À quels défis de notre temps l’Œuvre jésuite internationale Jesuit Worldwide Learning basée à Genève est-elle confrontée? Alors que son rapport annuel 2022 vient de paraître, nous avons posé la question à son directeur exécutif, le Père Peter Balleis sj.
Père Balleis sj, rappelez-nous quel est l'objectif prioritaire du JWL?
Peter Balleis: «JWL permet aux jeunes vivant dans des communautés marginalisées et défavorisées, comme les réfugiés ou les populations indigènes, d'accéder à l'enseignement universitaire. Pour ce faire, le JWL a développé un d'apprentissage mixte en ligne et en présentiel -"blended eLearning"- en collaboration avec des universités accréditée et accréditantes. Le JWL souhaite contribuer à une transformation socio-environnementale par le biais d'un apprentissage global commun.»

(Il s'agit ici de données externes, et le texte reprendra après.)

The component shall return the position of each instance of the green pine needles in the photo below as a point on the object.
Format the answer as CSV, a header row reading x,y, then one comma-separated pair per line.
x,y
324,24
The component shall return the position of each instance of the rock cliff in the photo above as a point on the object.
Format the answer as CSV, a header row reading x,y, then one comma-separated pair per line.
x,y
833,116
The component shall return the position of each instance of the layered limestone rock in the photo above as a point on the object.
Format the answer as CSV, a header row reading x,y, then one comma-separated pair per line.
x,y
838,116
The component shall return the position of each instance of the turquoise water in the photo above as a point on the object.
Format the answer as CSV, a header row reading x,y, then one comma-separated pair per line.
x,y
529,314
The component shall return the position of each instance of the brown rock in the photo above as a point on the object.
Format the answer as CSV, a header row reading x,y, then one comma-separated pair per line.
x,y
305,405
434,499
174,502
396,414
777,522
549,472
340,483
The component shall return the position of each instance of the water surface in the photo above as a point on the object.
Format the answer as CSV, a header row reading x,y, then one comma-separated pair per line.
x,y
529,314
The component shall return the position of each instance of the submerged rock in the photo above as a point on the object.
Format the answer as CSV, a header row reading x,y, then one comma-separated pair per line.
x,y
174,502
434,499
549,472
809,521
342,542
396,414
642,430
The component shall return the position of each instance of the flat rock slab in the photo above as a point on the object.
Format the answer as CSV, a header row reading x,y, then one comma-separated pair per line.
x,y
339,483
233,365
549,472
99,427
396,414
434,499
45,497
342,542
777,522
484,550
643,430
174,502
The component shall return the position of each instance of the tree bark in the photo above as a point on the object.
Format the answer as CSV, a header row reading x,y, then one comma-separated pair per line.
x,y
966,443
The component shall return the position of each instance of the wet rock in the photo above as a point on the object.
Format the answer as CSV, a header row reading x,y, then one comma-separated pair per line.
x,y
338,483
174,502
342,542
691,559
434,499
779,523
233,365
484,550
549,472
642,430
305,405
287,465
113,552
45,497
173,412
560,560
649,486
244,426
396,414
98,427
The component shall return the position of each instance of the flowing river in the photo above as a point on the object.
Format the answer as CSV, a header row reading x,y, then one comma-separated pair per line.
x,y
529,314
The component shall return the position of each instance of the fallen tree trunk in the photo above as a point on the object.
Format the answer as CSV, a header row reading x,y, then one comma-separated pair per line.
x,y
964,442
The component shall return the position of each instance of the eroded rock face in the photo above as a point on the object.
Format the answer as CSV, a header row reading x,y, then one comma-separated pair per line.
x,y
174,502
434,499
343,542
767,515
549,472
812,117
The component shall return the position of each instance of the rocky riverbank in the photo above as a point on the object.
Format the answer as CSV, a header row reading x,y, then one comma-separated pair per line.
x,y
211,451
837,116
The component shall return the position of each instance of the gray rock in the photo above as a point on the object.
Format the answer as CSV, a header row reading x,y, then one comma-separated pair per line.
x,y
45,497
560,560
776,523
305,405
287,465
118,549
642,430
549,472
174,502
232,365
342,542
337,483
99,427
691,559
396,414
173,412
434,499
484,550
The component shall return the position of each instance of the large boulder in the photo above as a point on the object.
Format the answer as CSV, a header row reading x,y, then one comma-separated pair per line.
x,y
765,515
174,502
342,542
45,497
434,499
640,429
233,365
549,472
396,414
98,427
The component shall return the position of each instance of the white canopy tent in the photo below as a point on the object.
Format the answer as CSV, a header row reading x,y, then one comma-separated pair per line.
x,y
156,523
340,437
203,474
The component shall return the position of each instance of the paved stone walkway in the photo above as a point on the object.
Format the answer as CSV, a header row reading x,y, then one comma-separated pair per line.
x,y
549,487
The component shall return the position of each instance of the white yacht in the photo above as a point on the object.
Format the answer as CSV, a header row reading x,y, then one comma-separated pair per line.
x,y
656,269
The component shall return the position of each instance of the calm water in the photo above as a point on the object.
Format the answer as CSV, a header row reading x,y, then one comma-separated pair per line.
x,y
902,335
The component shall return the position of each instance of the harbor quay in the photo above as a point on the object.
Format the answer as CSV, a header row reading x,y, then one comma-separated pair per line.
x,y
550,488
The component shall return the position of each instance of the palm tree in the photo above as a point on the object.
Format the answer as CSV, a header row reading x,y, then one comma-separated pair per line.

Cela fait plus de 10 ans que vous êtes actifs en Afrique, en Asie, en Amérique latine et au Moyen-Orient. Qu’est-ce qui a changé depuis les débuts? Quels sont les nouveaux défis?
«C'est une vaste question. Il y a 10 ans, je travaillais pour le JRS, au service des réfugiés internationaux. C'est à cette époque qu'a été lancée cette initiative, désormais connue sous le nom de Jesuit Worldwide Learning, une œuvre de la province jésuite d'Europe centrale (ECE). Si l'on se concentre sur ce point en particulier, je dirais qu'il s'agit-là de la plus grande idée permettant aux réfugiés d'accéder à l'enseignement universitaire en ligne. Nous étions à l'époque des pionniers en la matière au camp de Kakuma, au Kenya, et de Dzaleka au Malawi. Ce concept s'est désormais largement répandu. Mais le JWL a continuer développé ces activités qui connaissent un vrai plébiscite. Depuis 2016, le nombre d'étudiants s'est multiplié, passant de moins de 200 à plus de 7000. Le nombre d'universités partenaires et de partenaires sur le terrain a également pris l’ascenseur. Le JWL a transformé l'idée en un modèle innovant.»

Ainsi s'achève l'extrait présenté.